DOI: 10.4230/LIPIcs.ITCS.2024.42

Time- and Communication-Efficient Overlay Network Construction via Gossip

Authors: Fabien Dufoulon, Michael Moorman, William K. Moses Jr., and Gopal Pandurangan

Published in: LIPIcs, Volume 287, 15th Innovations in Theoretical Computer Science Conference (ITCS 2024)

Abstract

We focus on the well-studied problem of distributed overlay network construction. We consider a synchronous gossip-based communication model where in each round a node can send a message of small size to another node whose identifier it knows. The network is assumed to be reconfigurable, i.e., a node can add new connections (edges) to other nodes whose identifier it knows or drop existing connections.
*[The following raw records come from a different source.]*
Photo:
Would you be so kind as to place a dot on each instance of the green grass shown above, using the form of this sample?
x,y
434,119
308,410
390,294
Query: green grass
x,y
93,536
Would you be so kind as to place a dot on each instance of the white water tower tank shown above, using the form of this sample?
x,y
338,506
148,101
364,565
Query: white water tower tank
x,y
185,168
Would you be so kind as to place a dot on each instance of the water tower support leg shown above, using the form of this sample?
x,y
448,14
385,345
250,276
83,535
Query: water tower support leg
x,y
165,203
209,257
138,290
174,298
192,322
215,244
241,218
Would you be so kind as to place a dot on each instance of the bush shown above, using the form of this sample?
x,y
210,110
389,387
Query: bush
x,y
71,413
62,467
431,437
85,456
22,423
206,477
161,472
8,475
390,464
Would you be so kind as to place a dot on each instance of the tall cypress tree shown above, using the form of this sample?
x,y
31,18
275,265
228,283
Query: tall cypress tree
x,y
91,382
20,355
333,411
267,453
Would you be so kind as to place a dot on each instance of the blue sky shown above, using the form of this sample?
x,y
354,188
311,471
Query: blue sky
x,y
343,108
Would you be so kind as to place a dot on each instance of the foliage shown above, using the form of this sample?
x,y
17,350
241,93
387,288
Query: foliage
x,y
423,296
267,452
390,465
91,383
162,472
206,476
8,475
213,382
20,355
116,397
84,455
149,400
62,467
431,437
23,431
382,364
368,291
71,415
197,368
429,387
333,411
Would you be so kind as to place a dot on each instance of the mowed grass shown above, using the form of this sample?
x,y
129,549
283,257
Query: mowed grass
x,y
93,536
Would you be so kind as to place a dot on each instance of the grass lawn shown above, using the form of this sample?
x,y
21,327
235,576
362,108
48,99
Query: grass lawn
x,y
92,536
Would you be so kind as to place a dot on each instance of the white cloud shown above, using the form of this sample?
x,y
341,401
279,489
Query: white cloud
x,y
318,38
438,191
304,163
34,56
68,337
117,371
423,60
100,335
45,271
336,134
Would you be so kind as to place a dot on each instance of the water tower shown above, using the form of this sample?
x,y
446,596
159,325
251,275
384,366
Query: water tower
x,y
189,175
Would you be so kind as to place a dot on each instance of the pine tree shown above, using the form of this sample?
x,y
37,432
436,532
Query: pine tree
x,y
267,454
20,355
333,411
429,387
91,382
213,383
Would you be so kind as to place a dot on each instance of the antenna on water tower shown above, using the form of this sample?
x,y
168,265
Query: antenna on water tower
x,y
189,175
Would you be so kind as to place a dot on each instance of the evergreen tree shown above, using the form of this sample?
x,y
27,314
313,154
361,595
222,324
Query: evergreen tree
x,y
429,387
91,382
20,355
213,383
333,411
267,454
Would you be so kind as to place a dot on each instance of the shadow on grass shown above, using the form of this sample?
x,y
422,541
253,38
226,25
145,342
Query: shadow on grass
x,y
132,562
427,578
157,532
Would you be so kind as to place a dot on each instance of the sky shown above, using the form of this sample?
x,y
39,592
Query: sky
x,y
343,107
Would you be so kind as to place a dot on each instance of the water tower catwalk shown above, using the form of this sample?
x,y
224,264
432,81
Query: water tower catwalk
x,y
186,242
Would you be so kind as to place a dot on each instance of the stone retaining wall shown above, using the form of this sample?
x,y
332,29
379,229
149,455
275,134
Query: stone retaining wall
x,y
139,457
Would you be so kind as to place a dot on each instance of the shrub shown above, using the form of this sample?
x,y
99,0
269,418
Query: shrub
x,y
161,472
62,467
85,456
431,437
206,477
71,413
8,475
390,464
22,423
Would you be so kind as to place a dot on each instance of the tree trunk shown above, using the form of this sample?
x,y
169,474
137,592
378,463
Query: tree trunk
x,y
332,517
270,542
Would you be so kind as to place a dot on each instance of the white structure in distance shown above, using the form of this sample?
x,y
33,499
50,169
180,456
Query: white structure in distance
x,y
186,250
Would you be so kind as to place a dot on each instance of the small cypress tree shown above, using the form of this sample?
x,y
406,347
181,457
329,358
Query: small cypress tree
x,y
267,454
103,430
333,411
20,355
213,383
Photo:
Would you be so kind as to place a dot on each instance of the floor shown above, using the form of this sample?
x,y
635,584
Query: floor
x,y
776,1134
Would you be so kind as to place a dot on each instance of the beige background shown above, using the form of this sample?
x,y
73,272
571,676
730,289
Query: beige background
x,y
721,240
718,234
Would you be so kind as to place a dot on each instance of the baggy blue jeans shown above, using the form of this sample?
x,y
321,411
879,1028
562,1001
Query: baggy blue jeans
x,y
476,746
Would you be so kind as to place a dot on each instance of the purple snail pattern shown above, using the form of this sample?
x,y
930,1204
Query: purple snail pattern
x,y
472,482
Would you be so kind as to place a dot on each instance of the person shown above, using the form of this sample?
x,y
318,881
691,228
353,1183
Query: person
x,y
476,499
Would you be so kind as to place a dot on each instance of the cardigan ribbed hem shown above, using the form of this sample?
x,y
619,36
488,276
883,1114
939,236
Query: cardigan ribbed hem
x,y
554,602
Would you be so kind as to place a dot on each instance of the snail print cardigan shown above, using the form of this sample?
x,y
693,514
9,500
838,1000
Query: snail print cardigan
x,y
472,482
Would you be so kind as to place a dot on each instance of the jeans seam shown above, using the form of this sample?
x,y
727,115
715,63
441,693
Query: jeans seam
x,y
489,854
Each node initially has only knowledge of its own identifier and the identifiers of its neighbors. The overlay construction problem is, given an arbitrary (connected) graph, to reconfigure it to obtain a bounded-degree expander graph as efficiently as possible. The overlay construction problem is relevant to building real-world peer-to-peer network topologies that have desirable properties such as low diameter, high conductance, robustness to adversarial deletions, etc. Our main result is that we show that starting from any arbitrary (connected) graph G on n nodes and m edges, we can construct an overlay network that is a constant-degree expander in polylog rounds using only Õ(n) messages. Our time and message bounds are both essentially optimal (up to polylogarithmic factors). Our distributed overlay construction protocol is very lightweight as it uses gossip (each node communicates with only one neighbor in each round) and also scalable as it uses only Õ(n) messages, which is sublinear in m (even when m is moderately dense). To the best of our knowledge, this is the first result that achieves overlay network construction in polylog rounds and o(m) messages. Our protocol uses graph sketches in a novel way to construct an expander overlay that is both time and communication efficient. A consequence of our overlay construction protocol is that distributed computation can be performed very efficiently in this model. In particular, a wide range of fundamental tasks such as broadcast, leader election, and minimum spanning tree (MST) construction can be accomplished in polylog rounds and Õ(n) message complexity in any graph.

Cite as

Fabien Dufoulon, Michael Moorman, William K. Moses Jr., and Gopal Pandurangan. Time- and Communication-Efficient Overlay Network Construction via Gossip. In 15th Innovations in Theoretical Computer Science Conference (ITCS 2024). Leibniz International Proceedings in Informatics (LIPIcs), Volume 287, pp. 42:1-42:23, Schloss Dagstuhl – Leibniz-Zentrum für Informatik (2024)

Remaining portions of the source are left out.